Salton reforçou que a marca está consolidando a posição do Brasil como protagonista global na categoria de espumantes, destacando o potencial de crescimento da indústria nacional. Para ele, o primeiro semestre do ano foi considerado consistente, com crescimento na receita, embora a rentabilidade operacional tenha ficado ligeiramente abaixo do esperado. Apesar disso, o executivo afirmou que esse cenário não compromete a trajetória de crescimento da vinícola, mas exige atenção a certos desafios, especialmente no segmento de vinhos finos, onde a concorrência é agravada por produtos subsidiados na origem, além de um volume expressivo de contrabando e falsificações.
Maurício Salton destacou que a geração de caixa tende a se consolidar no segundo semestre, período em que a maior parte do faturamento é realizada, e que a empresa continua ajustando suas estratégias de acordo com o ciclo operacional de longo prazo. Entre os principais obstáculos enfrentados pela indústria, ele apontou o contrabando, o desvio de cargas e a importação de produtos beneficiados de forma ilegal, fatores que prejudicam a competitividade do setor.
Apesar de reconhecer o avanço do vinho fino brasileiro ao longo das últimas duas décadas, Salton afirmou que a competitividade do produto nacional ainda sofre um desequilíbrio, não por questões de qualidade, mas devido às assimetrias nas regras do jogo. Ele explicou que países concorrentes operam sob custos financeiros muito inferiores e legislações que permitem práticas enológicas proibidas no Brasil, como a correção com água. Além disso, esses países subsidiam a matéria-prima e investem cerca de um bilhão de euros anuais na competitividade de suas indústrias vitivinícolas, além de não aplicarem tributação seletiva sobre vinho e espumante na origem, reconhecendo as externalidades positivas dessas bebidas para a matriz bioquímica.

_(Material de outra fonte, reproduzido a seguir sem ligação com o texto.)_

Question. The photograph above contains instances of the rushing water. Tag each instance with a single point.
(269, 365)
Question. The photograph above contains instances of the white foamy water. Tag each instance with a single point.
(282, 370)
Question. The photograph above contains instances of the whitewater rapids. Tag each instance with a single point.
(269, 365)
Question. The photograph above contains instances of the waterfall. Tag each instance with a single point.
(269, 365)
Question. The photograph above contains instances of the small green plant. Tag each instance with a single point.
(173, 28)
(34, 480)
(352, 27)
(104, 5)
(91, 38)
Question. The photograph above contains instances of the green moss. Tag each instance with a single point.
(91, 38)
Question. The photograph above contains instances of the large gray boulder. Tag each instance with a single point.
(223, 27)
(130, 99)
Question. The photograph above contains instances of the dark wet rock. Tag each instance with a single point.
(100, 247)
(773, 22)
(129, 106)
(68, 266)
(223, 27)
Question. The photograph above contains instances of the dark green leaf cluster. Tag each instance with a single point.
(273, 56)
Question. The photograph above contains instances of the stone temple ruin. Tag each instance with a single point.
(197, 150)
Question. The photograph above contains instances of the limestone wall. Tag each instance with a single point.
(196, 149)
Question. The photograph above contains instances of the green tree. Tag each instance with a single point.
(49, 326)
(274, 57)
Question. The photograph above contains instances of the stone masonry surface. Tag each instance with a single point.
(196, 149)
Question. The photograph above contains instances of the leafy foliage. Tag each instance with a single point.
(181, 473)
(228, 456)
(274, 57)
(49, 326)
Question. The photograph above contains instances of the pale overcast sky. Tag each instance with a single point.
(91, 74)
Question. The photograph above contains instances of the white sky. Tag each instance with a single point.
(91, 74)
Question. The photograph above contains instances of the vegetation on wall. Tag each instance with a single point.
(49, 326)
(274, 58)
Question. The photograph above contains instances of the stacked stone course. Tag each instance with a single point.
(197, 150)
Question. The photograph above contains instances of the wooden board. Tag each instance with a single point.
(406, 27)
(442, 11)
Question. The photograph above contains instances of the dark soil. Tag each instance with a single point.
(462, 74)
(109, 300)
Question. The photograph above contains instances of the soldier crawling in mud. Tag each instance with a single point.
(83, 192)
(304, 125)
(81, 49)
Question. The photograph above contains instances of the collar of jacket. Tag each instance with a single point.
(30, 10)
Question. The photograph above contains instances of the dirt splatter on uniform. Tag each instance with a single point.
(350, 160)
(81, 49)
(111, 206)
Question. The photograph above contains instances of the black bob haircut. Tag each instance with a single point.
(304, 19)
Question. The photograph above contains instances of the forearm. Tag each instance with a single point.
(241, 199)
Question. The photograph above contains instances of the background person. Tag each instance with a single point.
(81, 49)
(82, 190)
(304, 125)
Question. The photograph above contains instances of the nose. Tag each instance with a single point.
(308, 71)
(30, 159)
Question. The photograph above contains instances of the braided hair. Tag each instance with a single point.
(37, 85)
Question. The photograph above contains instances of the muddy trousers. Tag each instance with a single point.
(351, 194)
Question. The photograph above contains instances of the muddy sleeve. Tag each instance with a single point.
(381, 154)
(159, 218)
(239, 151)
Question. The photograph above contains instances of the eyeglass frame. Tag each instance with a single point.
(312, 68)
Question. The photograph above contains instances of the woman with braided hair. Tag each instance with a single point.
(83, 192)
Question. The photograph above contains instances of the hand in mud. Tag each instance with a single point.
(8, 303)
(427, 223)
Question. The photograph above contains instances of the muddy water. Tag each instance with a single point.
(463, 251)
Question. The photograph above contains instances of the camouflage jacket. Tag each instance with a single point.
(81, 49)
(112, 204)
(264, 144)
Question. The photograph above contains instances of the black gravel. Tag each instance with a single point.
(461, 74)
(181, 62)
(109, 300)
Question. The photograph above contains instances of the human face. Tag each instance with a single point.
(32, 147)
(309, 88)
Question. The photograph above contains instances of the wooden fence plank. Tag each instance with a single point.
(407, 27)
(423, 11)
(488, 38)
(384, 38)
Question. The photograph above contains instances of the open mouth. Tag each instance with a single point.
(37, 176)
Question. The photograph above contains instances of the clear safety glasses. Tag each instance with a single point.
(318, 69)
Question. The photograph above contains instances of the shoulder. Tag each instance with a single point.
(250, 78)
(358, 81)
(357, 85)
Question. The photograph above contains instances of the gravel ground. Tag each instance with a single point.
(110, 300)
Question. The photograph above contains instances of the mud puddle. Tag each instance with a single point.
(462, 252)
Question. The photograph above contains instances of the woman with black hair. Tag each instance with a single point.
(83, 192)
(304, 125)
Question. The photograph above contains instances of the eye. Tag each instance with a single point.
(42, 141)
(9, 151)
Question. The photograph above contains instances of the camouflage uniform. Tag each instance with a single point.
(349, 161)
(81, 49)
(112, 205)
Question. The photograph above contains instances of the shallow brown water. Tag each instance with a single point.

Salton também abordou o impacto do crime organizado no setor, classificando-o como um problema de grande magnitude, que afeta tanto a arrecadação quanto a saúde pública. Segundo ele, milhões de garrafas ilegais entram no Brasil sem controle sanitário, muitas delas falsificadas, o que representa uma ameaça à segurança do consumidor. Ele relacionou esse cenário à alta carga tributária incidente sobre os produtos legais, que torna o vinho e o espumante mais caros e inacessíveis, favorecendo a expansão do mercado ilegal. Para o executivo, a reforma tributária representa uma oportunidade de o país repensar esse sistema, passando a tratar a questão também sob os aspectos de saúde e segurança pública, além do impacto econômico.